Nevertheless, she set about it as soon as the cows were transferred to the crowded barn. The roof, intact, lay alongside the pen, the straw scattered to the winds. There was but one way to replace the timbers, and that was to take them apart and reconstruct the roof, piece by piece. She had battered several rough-hewn supports from their position and was surveying the task before her with a sullen expression in her eyes. The vigorous exercise had put a hot glow in her cheeks, and, as she stood there in the snow, her ax across her shoulder, as straight as an arrow, she was a charming picture. A biting atmosphere chilled the breath as it came from her red, full lips, wafting it away, white and frosty. The man who vaulted the fence behind her and came slowly across the barn lot felt his heart beat fiercely against the rough oilskin jacket. The girl did not see him until she turned at the sound of his hoarse voice.

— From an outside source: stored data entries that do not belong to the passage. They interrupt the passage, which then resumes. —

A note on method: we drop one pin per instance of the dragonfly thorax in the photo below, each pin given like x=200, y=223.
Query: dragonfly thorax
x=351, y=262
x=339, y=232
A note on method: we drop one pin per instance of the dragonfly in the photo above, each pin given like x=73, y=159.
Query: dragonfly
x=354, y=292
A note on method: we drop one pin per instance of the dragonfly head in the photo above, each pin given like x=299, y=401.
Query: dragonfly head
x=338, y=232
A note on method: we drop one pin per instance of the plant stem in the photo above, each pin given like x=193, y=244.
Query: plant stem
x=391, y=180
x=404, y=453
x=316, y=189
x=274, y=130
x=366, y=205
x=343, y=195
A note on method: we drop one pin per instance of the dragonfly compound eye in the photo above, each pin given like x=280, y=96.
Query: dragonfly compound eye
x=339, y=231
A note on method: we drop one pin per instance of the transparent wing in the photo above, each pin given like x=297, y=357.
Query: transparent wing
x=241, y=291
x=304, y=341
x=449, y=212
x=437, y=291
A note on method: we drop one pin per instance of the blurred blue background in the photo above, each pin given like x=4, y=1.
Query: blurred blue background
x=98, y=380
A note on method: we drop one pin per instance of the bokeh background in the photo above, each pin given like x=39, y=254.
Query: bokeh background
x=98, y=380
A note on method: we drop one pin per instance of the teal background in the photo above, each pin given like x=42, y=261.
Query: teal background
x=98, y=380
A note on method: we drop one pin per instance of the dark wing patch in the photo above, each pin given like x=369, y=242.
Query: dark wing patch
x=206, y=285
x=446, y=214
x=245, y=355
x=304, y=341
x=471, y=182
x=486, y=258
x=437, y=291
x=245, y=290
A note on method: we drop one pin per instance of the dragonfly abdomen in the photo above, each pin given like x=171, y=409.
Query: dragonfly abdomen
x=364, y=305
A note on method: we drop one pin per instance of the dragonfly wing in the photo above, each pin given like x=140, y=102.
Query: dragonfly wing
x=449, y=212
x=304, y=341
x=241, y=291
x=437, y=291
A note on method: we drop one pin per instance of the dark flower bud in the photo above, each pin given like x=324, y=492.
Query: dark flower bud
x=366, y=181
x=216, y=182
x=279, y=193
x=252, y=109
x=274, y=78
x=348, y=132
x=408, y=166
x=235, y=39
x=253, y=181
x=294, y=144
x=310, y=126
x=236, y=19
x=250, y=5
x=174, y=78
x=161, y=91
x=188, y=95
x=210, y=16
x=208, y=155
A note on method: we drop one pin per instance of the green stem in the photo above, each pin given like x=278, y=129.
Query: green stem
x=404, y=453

"That ain't no work fer you," he was saying.

She found herself looking into the hostile eyes of 'Gene Crawley. There was real anger in the man's face; he looked contemptuously at the girl's slim figure, then at the wrecked house, then slowly down at his big, mittened hands. Justine gasped and moved back a step.

"I ain't agoin' to hurt you, Missus Sherrod," he said, quickly. "I'm goin' to help you, that's all."

"I do not require your assistance," she said, coldly. "Why do you come here, 'Gene, when you know I despise to look at you? Why do you persist in annoying me? Is it because my husband isn't here to protect me?"

"We won't argy about that ag'in," he answered, slowly. "You cain't put that roof on the shed an' I kin, so that's why I'm here. I was jes' goin' past when I seen you out here slashin' away with that ax. Thinks I, I'll not 'low her to do that nasty job, an' so I jes' clumb over the fence an'—an'—well, ef helpin' you out of a hard job is annoyin' you, Justine, you'll have to put up with it, that's all; I'm goin' to put that roof on, whether you want me to er not. You're damn—I'm sorry I said that—but you're mighty near froze. Go in by the fire an' I'll 'tend to this."

"I insist that you are not to touch a hand to this lumber. I cannot pay you for the work and I will not accept——"

"Don't say a word about pay. You k'n have me arrested ef you want to fer trespass, er you k'n go in an' git that shotgun of your'n an' blaze away at me, but I'm not goin' to let you kill yourself workin' out here on a job like this."